Journal of Catholic Legal Studies

Catholic Social Thought and the Large Multinational Corporation

By: Gerald J. Russello

Over the past few years, academics have attempted to use the principles of “Catholic Social Thought” (“CST”) to scrutinize corporate behavior and governance.  According to its proponents, CST seeks to examine the person and economic power through the prism of human nature rather than expansive global capitalism.  Specifically, CST criticizes classical liberal economics and its position of viewing persons as lifeless consumers seeking to exploit the maximum number of opportunities.  Instead, CST looks for a way to conflate economic concerns and the Catholic Church’s teachings about the meaning and purpose of human life so as to provide those Christians employed within corporations a guide to live up to the uppermost Christian values.
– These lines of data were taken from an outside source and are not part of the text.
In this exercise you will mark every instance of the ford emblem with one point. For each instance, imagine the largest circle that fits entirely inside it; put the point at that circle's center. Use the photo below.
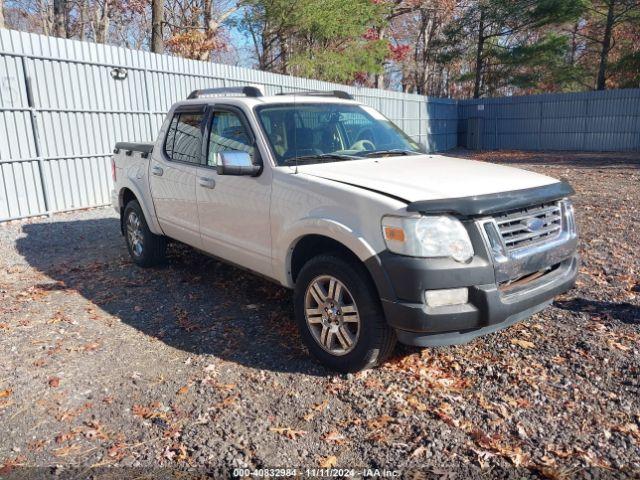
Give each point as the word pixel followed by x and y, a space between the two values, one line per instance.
pixel 534 224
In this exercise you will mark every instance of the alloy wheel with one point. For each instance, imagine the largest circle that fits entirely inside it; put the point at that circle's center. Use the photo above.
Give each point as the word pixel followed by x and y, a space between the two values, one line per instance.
pixel 332 315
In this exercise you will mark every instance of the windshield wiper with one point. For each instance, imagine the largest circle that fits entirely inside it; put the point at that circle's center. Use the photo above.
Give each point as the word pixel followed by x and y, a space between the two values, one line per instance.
pixel 382 153
pixel 319 157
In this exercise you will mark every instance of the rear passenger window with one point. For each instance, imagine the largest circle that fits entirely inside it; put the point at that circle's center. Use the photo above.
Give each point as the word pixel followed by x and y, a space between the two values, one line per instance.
pixel 184 138
pixel 227 133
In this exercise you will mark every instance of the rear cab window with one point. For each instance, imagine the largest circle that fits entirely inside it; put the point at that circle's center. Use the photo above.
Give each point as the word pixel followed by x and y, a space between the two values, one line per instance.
pixel 184 138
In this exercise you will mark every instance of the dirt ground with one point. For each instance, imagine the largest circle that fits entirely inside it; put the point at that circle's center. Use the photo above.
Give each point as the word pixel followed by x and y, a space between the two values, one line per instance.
pixel 197 366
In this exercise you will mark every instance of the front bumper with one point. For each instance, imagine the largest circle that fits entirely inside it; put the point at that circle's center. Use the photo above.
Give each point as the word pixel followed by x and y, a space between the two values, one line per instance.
pixel 489 309
pixel 495 301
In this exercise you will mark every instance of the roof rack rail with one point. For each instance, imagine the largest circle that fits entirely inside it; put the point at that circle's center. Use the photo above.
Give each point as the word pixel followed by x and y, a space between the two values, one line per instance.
pixel 249 91
pixel 321 93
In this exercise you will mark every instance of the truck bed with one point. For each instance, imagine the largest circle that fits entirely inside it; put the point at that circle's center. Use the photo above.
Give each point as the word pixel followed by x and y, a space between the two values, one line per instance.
pixel 145 148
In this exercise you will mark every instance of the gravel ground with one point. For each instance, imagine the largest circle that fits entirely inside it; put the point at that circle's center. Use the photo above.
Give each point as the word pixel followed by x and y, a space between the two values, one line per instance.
pixel 198 365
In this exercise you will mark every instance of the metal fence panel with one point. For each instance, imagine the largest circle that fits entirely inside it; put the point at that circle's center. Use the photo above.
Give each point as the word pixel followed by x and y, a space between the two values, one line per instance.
pixel 596 121
pixel 61 113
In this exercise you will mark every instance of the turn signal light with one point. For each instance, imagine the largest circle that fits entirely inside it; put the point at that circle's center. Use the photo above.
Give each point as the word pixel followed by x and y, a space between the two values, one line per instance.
pixel 394 233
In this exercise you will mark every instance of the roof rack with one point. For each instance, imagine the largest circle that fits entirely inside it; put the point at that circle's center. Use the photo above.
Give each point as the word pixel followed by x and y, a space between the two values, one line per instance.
pixel 320 93
pixel 249 91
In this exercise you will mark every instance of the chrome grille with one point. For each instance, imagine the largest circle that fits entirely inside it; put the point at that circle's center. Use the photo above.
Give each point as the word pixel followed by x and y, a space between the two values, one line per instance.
pixel 530 226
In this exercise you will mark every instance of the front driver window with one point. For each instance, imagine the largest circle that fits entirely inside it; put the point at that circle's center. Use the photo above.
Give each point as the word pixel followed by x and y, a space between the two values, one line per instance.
pixel 227 133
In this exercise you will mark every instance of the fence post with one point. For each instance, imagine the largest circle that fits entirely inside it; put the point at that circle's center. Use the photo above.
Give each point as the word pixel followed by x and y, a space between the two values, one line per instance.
pixel 148 102
pixel 36 135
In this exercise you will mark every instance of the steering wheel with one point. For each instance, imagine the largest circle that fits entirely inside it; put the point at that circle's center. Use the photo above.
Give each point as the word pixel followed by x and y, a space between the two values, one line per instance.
pixel 363 145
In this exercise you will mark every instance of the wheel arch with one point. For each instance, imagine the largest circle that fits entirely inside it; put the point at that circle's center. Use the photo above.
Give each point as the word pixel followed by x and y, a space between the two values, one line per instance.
pixel 130 192
pixel 309 245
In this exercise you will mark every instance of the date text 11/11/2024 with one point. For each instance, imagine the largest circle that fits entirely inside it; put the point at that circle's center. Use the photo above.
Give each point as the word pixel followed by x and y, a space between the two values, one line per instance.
pixel 316 473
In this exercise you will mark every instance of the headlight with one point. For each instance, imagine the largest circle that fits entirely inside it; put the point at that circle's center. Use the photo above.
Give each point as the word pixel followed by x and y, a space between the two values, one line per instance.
pixel 429 236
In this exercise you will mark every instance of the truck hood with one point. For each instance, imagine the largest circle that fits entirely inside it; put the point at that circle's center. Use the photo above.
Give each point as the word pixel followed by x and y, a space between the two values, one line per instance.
pixel 427 177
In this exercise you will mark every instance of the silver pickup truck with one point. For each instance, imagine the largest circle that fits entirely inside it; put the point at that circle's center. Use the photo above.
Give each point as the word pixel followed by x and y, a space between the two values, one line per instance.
pixel 378 239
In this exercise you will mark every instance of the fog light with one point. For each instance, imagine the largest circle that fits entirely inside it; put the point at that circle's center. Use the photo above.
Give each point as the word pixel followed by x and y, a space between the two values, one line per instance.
pixel 451 296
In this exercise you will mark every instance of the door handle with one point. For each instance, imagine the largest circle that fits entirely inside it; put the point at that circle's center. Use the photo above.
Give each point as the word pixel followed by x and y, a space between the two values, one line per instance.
pixel 206 182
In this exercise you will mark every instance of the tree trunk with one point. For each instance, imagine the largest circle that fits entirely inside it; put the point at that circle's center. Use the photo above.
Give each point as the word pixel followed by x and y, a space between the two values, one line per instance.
pixel 60 18
pixel 481 38
pixel 606 46
pixel 157 16
pixel 379 78
pixel 83 19
pixel 102 23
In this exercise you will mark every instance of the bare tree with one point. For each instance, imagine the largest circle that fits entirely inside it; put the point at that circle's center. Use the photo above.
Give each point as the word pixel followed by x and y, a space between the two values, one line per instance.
pixel 101 21
pixel 60 18
pixel 157 17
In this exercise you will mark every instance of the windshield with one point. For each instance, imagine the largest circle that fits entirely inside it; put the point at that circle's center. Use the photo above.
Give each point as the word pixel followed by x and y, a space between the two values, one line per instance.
pixel 321 132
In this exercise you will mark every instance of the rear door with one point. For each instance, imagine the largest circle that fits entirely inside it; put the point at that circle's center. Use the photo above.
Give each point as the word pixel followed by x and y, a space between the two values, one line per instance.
pixel 234 210
pixel 173 173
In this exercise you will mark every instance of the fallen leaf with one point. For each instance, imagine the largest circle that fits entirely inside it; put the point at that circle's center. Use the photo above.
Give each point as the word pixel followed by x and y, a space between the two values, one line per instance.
pixel 288 432
pixel 66 451
pixel 523 343
pixel 335 437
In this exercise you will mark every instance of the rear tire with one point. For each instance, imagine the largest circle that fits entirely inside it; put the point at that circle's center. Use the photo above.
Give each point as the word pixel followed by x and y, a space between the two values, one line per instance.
pixel 339 315
pixel 145 248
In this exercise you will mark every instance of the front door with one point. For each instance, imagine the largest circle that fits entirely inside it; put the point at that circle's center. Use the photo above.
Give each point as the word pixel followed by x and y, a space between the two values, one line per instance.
pixel 173 173
pixel 234 210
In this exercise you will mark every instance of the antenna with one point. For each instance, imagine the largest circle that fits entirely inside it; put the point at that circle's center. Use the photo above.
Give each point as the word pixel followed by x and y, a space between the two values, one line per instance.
pixel 295 129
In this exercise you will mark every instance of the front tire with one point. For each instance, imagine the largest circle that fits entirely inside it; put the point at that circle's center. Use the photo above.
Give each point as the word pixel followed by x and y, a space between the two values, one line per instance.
pixel 145 248
pixel 339 315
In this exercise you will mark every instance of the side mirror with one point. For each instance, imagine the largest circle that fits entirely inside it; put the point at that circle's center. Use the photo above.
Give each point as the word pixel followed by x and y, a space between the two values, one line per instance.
pixel 236 163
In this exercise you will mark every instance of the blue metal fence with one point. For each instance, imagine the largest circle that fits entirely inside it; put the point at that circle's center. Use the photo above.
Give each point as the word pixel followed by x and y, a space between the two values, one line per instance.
pixel 61 113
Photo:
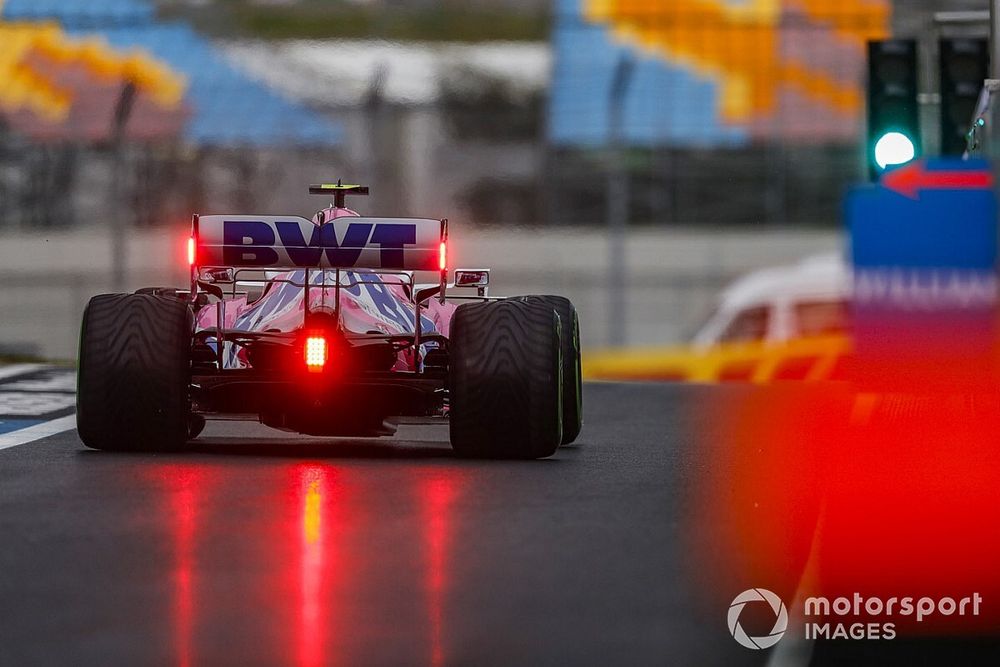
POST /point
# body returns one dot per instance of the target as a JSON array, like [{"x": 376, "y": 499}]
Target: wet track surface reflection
[
  {"x": 261, "y": 548},
  {"x": 258, "y": 548}
]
The newly released Compendium of the Social Doctrine of the Church and other Church documents are filled with references to corporations and the limits of proper economic behavior.  These comprise, however, only one point of the struggle between the multinational corporation and CST.  Unfortunately, CST has not spoken with one voice with regard to proper corporate structure and conduct, and practitioners acknowledge that such guidelines are still in the very earliest of stages.  For example, although CST does not propose any specific type of economic structure, it clearly requires limits to some economic activity, even to the point of state action to defend the poor.
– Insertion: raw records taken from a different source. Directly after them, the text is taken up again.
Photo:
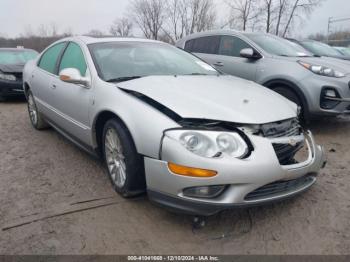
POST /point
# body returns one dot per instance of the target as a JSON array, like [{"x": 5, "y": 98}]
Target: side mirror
[
  {"x": 249, "y": 53},
  {"x": 73, "y": 76}
]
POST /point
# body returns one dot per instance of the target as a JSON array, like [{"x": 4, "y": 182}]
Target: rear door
[{"x": 72, "y": 100}]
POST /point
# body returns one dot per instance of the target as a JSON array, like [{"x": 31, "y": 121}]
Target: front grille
[
  {"x": 284, "y": 152},
  {"x": 281, "y": 129},
  {"x": 18, "y": 76},
  {"x": 278, "y": 188}
]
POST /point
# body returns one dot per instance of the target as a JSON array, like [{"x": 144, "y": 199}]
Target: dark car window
[
  {"x": 232, "y": 46},
  {"x": 73, "y": 58},
  {"x": 49, "y": 59},
  {"x": 13, "y": 57},
  {"x": 278, "y": 46},
  {"x": 320, "y": 49},
  {"x": 205, "y": 45}
]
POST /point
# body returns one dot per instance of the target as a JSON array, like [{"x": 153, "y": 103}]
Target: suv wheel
[
  {"x": 35, "y": 116},
  {"x": 125, "y": 166}
]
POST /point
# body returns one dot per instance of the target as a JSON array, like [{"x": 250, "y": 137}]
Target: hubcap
[
  {"x": 32, "y": 110},
  {"x": 115, "y": 158}
]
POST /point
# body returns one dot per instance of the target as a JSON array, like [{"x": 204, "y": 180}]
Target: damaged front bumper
[{"x": 257, "y": 180}]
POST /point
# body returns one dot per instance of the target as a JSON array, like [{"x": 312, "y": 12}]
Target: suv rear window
[
  {"x": 232, "y": 46},
  {"x": 205, "y": 45}
]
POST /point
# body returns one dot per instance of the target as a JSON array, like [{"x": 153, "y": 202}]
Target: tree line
[{"x": 170, "y": 20}]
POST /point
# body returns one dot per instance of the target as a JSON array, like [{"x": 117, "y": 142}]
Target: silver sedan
[{"x": 167, "y": 123}]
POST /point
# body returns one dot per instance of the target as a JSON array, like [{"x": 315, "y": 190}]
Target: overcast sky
[{"x": 81, "y": 16}]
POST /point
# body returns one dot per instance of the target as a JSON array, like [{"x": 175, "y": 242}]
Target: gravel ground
[{"x": 42, "y": 175}]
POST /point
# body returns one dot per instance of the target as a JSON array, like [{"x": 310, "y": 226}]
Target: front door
[{"x": 72, "y": 101}]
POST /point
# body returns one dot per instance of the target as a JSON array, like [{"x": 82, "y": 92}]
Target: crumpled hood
[
  {"x": 224, "y": 98},
  {"x": 12, "y": 68}
]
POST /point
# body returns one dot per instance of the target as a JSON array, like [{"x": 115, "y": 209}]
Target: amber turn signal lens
[
  {"x": 64, "y": 78},
  {"x": 191, "y": 172}
]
This paper will delineate the three major aspects of the Catholic understanding of economic life, as described in the Compendium of the Social Doctrine of the Church and other documents: the common good, solidarity, and “subsidiarity.”  In addition, the paper will attempt to determine whether subsidiarity provides a mechanism for CST to take up the difficulties of the multinational form.  In particular, the paper will break down subsidiarity into three characteristics—size, structure, and purpose—as the analytic framework, to see whether CST can offer any guidelines for the multinational.